This all works fine.  Once a Thunderbolt tunnel has been set up, the
hotplug port on the PCIe switch integrated into the Thunderbolt
controller signals "Card present" and "Link up" interrupts.  On surprise
removal of an attached device, the Presence Detect and Link State bits
are cleared and an interrupt is signaled for each of them.

There's a quirk wherein Thunderbolt controllers claim to support Command
Complete interrupts but they never send them, I don't think that's
intentional but rather a hardware bug. The kernel deals gracefully with
that though, no special treatment necessary.
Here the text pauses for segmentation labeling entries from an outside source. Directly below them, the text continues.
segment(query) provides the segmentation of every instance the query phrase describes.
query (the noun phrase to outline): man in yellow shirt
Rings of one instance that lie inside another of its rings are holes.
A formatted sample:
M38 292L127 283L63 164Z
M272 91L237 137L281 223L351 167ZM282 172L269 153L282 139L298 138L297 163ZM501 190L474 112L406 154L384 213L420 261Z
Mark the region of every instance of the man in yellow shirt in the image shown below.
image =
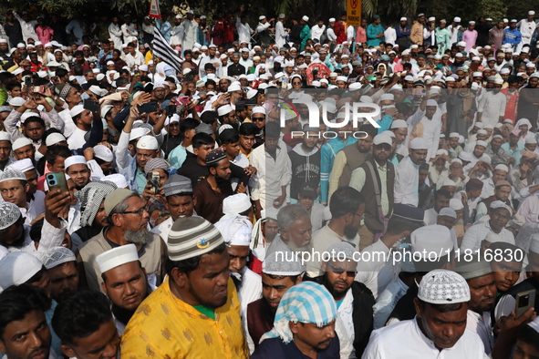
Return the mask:
M128 323L121 357L247 358L240 302L219 231L200 217L180 218L167 247L168 277Z

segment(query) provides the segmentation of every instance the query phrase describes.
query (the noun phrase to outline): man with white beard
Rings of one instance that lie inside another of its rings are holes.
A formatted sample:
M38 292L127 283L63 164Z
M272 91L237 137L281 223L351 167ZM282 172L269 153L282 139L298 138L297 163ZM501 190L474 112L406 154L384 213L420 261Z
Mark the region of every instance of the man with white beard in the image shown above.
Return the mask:
M146 201L136 191L117 189L105 198L108 226L78 248L77 262L80 283L102 291L101 273L96 257L112 248L133 243L141 253L140 263L148 274L155 274L157 285L162 281L162 258L166 246L161 237L148 231L150 213Z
> > > If runtime code needs to know whether any upstream bridge is
> > > Thunderbolt, it can always search up the hierarchy.  I think that
> > > would improve readability because the software model would map more
> > > closely to the hardware situation.
> > 
> > That would be more expensive than just checking a bit that is searched
> > only once and then cached.  We have is_hotplug_bridge for just eight
> > places where we check presence of hotplug capability, why can't we have
> > is_thunderbolt?  Beats me.
> 
> Searching up the tree is more expensive, but it looks like we only
> check it in enumeration-type situations, so I doubt this is a
> performance issue.

In patch [3/8] of v5 of this series, I used the is_thunderbolt bit in
pci_dev_check_d3cold(), which is not only executed during ->probe and
->remove but also whenver the D3cold status of a device is changed via
sysfs.

However I dropped that patch and the remaining use cases are indeed
limited to ->probe paths, so I no longer feel strongly about avoiding
walking up the hierarchy.

The set_pcie_thunderbolt() function in this commit essentially does
two things:  (a) Detect presence of the Thunderbolt VSEC on a device
and (b) walking up the hierarchy to detect whether that VSEC is present
on a parent.

Do you want me to set the is_thunderbolt bit only on devices belonging
to a Thunderbolt controller and use a separate function to walk up the
hierarchy?

Or do you want me to dispose of the is_thunderbolt bit altogether and
use another function to detect presence of the VSEC?  Searching for a
capability can require lots of non-posted transactions, so keeping
is_thunderbolt would seem reasonable to me.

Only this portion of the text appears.